Note that implementing this does not require us to know much about Spider Solitaire strategy. The results of the table speak for themselves. For instance Debbie “dominates” Anna because whenever Anna won a particular hand, so did Debbie. But the reverse is false. Hence we know Debbie is a better player than Anna.

Obviously a small number of data points is not reliable, but it’s not hard to imagine a similar table for a much large number of players and games. Note that it is not necessary for every player to play every hand for this to work. Anyways, you get the gist. Assuming your Spider Solitaire  program is online and you are able to store cookies, you can keep tabs on which players are better than others and which hands are easy or hard. Hence you can assign the “correct difficulty” hands to different players. There might even be a Ph. D. or two in this 😊

I’m not saying this is the best method to rate the difficulty of individual spider hands, but this is one way to do it.

The WHY

As for the WHY, my best guess is the developer(s) of Opaque Solitaire wish to challenge a good player and not bore him with too many easy hands. Unfortunately statistical testing can only say the data is fishy, and cannot answer why someone would “make the data fishy”, if you will.
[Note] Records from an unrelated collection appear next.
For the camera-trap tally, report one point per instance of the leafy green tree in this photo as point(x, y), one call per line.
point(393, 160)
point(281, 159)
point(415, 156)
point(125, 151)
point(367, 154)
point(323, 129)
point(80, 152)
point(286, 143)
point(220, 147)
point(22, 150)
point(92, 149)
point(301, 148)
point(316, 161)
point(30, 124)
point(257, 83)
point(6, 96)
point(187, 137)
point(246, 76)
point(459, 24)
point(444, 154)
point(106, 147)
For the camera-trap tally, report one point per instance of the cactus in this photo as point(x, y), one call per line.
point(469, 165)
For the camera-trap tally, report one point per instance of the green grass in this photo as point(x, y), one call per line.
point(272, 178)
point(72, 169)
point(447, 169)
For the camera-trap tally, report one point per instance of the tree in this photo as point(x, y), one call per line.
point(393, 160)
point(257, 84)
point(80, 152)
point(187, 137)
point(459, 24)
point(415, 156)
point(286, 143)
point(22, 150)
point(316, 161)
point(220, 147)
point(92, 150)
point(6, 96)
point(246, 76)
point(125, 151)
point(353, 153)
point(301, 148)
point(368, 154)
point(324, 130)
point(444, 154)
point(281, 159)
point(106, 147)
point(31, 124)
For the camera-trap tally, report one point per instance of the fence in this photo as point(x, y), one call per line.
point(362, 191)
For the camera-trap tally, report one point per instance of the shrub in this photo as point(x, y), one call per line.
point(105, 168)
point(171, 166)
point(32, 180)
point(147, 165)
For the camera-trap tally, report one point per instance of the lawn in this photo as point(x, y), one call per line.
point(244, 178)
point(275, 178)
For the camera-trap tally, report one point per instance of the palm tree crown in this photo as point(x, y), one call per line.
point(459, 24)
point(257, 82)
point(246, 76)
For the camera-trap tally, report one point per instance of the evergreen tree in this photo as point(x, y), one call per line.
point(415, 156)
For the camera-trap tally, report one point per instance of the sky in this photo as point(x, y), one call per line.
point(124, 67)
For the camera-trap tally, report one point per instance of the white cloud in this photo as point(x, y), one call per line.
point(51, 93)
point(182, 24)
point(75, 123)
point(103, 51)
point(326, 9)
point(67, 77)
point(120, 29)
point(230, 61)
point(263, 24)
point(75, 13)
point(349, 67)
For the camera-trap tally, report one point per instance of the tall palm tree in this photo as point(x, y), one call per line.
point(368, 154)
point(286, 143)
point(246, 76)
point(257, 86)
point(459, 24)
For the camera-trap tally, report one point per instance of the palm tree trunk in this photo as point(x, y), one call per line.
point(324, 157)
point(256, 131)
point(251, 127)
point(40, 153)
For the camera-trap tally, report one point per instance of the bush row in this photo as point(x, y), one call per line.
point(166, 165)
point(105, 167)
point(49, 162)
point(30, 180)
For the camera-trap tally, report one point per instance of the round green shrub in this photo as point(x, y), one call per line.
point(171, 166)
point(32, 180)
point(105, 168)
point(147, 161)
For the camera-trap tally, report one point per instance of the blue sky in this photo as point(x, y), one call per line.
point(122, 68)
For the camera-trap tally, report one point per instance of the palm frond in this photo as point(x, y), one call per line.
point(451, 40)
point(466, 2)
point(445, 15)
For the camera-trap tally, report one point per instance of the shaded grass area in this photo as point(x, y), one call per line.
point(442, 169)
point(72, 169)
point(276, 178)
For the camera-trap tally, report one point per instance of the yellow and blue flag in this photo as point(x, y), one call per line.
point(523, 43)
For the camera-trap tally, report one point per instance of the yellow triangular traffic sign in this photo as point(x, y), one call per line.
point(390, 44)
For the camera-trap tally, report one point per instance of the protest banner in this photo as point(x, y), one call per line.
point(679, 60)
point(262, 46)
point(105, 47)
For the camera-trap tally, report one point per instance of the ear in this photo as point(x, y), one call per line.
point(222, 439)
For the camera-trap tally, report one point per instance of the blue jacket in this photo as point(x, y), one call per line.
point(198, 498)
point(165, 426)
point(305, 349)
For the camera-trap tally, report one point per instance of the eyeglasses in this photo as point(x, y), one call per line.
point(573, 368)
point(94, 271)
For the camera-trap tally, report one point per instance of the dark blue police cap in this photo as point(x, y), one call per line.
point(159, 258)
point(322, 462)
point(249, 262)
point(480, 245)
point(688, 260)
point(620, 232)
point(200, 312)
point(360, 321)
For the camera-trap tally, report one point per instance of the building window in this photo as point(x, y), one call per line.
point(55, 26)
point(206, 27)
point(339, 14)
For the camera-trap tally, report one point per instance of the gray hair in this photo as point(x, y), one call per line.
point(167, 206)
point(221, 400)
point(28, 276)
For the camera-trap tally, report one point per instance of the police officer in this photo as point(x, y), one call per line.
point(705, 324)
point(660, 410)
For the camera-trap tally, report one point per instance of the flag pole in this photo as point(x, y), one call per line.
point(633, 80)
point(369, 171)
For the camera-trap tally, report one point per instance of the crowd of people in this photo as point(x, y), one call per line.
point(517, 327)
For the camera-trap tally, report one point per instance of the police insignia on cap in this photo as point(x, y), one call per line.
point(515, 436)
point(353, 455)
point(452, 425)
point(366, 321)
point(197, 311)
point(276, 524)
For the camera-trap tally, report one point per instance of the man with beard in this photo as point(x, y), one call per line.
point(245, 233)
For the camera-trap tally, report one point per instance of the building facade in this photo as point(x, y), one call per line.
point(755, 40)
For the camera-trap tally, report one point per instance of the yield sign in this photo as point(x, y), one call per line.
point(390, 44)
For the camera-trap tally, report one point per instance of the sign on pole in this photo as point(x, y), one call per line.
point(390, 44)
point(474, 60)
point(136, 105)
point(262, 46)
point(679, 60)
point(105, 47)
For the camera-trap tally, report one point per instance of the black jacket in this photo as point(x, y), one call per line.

I’ve seen forums where players accuse Microsoft Hearts of cheating. Some players claim that MS must compensate for the AI’s poor strategy by collusion. Others say MS does this because the software designers have good intentions but don’t understand the expectations of players. I agree Joe Bloggs probably knows nothing about Statistics and he is probably on tilt after losing three hands in a row. But when Jane Citizen accuses the same program of reneging or playing a card known to be held by someone else then you know you’ve got issues. I haven’t played much Microsoft Hearts but I’m siding with the chumps. For the same reasons, I would not lightly diss anyone who complains about rigged games, Spider Solitaire or otherwise (NOTE: the MS Hearts forums may be out of date and the software may have changed for the better, but you get the gist). Since my paper was successfully published, I believe the onus of proof should rest on software developers: they should make it easy to test if a program is biased or not.

Summary

In summary, I believe most Spider programs are kosher, but not Opaque Solitaire. One word of warning: I do not have conclusive evidence that Opaque Solitaire deliberately rigs the cards because that’s the nature of Statistics – hypothesis testing alone does not equal conclusive proof: if your p-value is less than 0.05 then you might have obtained “unlucky data”, forcing you to jump to the wrong conclusion. But p < 0.05 can be used to justify further testing. But the point of my paper was to show that the bias exists and can be quantified using statistics.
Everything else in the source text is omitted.